Kegilaan ini tampak semakin vulgar ketika industri kecantikan memberikan pilihan-pilihan kepada konsumennya untuk terlihat ideal dalam perspektif pasar, dan manusia sekali lagi merelakan dirinya menjadi objek dualitas yang manusia ciptakan sendiri. Dikotomi antara dualitas subjek dan objek tampak sekali mengiringi perjalanan film Surrogate, ketika Agen Geer -akhirnya memilih menjadi manusia- tidak bisa melihat secara nyata keadaan istrinya, karena istrinya menjadi robot. Bahwa ternyata pilihan untuk menjadi robot tidaklah sesuai dengan keinginan subjektifnya, walaupun manusia yang mengendalikan tetapi itu tidak membantu, artinya mesin-mesin produksi hanyalah sebuah alat yang tidak memiliki dimensi logika yang sewajarnya dimiliki manusia rasional.
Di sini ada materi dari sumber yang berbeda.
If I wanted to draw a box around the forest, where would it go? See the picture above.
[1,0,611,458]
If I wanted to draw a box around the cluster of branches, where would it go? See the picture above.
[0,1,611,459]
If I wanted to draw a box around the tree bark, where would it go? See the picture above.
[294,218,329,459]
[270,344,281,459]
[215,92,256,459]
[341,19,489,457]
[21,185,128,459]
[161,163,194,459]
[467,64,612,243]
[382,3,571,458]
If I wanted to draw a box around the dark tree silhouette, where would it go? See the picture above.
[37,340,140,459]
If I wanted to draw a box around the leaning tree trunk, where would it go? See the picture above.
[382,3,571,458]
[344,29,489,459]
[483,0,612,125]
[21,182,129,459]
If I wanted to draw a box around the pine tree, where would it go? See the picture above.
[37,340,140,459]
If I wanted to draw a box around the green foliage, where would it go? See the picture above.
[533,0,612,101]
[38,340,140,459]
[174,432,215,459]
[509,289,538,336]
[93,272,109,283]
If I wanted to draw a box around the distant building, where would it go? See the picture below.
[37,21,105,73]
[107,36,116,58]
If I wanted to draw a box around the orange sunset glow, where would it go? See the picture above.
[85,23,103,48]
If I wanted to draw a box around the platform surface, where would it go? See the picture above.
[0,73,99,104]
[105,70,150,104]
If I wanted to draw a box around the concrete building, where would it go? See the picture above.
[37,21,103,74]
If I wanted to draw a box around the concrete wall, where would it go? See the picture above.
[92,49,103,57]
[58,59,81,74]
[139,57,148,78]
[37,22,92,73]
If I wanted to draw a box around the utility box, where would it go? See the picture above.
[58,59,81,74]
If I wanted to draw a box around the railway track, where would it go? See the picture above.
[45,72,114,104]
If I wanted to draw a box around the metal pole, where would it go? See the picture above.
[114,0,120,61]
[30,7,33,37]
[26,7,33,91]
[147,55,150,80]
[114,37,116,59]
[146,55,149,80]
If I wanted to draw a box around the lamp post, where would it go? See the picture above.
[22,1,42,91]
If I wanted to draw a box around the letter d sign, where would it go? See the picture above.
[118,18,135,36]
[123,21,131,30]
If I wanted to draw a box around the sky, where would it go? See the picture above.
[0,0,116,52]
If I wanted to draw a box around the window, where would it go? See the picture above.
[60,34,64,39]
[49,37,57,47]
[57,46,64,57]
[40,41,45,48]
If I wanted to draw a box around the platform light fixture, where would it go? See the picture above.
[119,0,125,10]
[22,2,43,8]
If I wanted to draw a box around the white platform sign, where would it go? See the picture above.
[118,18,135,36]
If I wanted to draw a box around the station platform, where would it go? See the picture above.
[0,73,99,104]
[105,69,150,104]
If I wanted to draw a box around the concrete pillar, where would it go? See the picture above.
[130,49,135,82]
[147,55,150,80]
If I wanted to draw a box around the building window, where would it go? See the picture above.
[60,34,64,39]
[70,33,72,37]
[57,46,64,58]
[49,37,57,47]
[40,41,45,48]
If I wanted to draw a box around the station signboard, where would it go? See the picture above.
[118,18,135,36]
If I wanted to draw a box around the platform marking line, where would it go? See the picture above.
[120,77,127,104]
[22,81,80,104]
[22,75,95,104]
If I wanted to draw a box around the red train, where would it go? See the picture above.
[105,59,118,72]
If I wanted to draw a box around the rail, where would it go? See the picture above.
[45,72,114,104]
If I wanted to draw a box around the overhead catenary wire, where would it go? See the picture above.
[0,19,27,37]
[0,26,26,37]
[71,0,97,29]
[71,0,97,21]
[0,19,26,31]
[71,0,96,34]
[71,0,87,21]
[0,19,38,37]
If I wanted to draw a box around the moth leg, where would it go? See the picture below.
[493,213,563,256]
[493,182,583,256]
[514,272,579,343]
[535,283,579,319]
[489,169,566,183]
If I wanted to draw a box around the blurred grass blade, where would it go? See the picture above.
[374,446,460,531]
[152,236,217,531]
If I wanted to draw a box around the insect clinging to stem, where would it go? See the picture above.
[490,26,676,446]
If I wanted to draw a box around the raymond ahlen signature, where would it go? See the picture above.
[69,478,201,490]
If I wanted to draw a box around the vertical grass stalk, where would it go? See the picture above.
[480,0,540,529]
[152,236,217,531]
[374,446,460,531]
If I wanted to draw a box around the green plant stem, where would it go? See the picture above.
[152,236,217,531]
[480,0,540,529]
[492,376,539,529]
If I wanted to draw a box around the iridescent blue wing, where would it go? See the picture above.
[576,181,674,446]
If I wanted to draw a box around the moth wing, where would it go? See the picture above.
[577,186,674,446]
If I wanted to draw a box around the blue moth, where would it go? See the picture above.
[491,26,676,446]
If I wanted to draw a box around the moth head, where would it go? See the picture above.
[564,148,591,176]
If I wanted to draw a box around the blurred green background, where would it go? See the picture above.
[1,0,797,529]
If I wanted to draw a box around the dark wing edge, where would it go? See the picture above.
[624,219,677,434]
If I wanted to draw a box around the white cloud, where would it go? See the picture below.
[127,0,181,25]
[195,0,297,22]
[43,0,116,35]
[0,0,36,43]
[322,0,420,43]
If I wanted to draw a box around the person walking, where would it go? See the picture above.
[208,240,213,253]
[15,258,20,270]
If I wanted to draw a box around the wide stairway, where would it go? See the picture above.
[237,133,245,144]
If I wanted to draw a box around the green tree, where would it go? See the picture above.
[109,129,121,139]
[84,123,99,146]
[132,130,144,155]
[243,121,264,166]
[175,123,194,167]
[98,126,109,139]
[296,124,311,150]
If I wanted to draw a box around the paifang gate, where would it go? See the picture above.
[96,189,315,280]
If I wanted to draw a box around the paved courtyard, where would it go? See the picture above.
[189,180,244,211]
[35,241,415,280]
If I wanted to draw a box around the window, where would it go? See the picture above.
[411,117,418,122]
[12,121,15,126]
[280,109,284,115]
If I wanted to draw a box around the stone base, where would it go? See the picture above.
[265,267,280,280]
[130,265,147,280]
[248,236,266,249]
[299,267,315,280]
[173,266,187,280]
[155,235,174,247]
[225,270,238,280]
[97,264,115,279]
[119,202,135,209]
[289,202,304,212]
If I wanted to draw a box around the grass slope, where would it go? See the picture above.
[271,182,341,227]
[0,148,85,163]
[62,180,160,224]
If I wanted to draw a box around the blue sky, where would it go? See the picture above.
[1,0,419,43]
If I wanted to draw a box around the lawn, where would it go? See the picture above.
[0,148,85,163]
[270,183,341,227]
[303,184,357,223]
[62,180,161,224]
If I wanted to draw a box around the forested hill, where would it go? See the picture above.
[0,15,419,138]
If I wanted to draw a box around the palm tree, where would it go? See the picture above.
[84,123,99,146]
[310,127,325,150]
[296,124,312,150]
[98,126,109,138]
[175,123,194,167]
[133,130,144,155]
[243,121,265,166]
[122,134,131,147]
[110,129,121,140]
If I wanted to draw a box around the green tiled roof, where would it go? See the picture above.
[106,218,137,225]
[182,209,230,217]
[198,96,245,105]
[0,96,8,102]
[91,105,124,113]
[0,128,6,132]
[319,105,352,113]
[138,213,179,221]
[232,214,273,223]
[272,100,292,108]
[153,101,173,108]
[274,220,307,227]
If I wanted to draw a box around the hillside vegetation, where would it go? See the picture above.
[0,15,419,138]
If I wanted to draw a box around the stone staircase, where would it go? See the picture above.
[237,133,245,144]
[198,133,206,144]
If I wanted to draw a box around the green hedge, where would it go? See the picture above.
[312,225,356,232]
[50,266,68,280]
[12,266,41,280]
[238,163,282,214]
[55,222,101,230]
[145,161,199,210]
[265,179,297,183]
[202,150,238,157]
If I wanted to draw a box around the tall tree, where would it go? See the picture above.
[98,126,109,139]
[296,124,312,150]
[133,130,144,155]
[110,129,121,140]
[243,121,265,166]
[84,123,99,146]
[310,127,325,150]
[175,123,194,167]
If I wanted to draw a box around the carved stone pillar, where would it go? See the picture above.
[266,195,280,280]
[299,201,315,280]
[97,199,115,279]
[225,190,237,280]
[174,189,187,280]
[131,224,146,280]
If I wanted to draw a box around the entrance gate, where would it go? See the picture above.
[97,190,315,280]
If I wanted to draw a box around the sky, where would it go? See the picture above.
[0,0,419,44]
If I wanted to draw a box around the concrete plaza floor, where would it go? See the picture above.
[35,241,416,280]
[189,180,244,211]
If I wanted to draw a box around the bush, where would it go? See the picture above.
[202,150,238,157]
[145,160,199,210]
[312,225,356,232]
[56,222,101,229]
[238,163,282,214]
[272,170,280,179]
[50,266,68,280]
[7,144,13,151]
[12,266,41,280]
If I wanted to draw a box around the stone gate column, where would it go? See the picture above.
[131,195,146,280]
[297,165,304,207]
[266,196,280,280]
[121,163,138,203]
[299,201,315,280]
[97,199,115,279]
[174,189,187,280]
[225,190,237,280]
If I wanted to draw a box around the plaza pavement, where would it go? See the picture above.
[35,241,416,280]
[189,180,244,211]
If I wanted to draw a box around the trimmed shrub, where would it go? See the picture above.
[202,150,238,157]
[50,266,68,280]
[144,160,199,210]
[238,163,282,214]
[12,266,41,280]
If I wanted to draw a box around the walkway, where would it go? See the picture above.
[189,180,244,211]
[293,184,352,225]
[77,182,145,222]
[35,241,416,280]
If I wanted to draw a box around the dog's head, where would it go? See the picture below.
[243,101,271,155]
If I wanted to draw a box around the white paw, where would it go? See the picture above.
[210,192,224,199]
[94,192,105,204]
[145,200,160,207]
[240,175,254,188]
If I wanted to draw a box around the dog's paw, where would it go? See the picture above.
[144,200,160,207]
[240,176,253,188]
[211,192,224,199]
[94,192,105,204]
Eksistensi manusia tidak bisa diukur dan menyerahkannya begitu saja urusan itu pada mesin-mesin produksi, dan manusia menjadi orang lain( The Other). Bangunan struktur manusia akan runtuh jika manusia tidak lagi mengakui bahwa dirinya sudah menjadi the other, dan pada akhirnya bangunan struktur itu akan menghancurkan sendi-sendi kehidupan sosial, dimana manusia tidak lagi menggunakan hasrat, logika, dan rasa kemanusiaanya untuk merubah ketimpangan dunia yang dimana penindasan, ketidakadilan, korupsi,kemiskinan, tidak lagi dianggap sebagai masalah sosial, tetapi sudah bergeser menjadi sesuatu yang usang, karena yang dipikirkan manusia hanyalah eksistensi diri dalam dunia konsumsi menuju era modernitas kosmopolitan dan di hegemonikan oleh negara-negara industri.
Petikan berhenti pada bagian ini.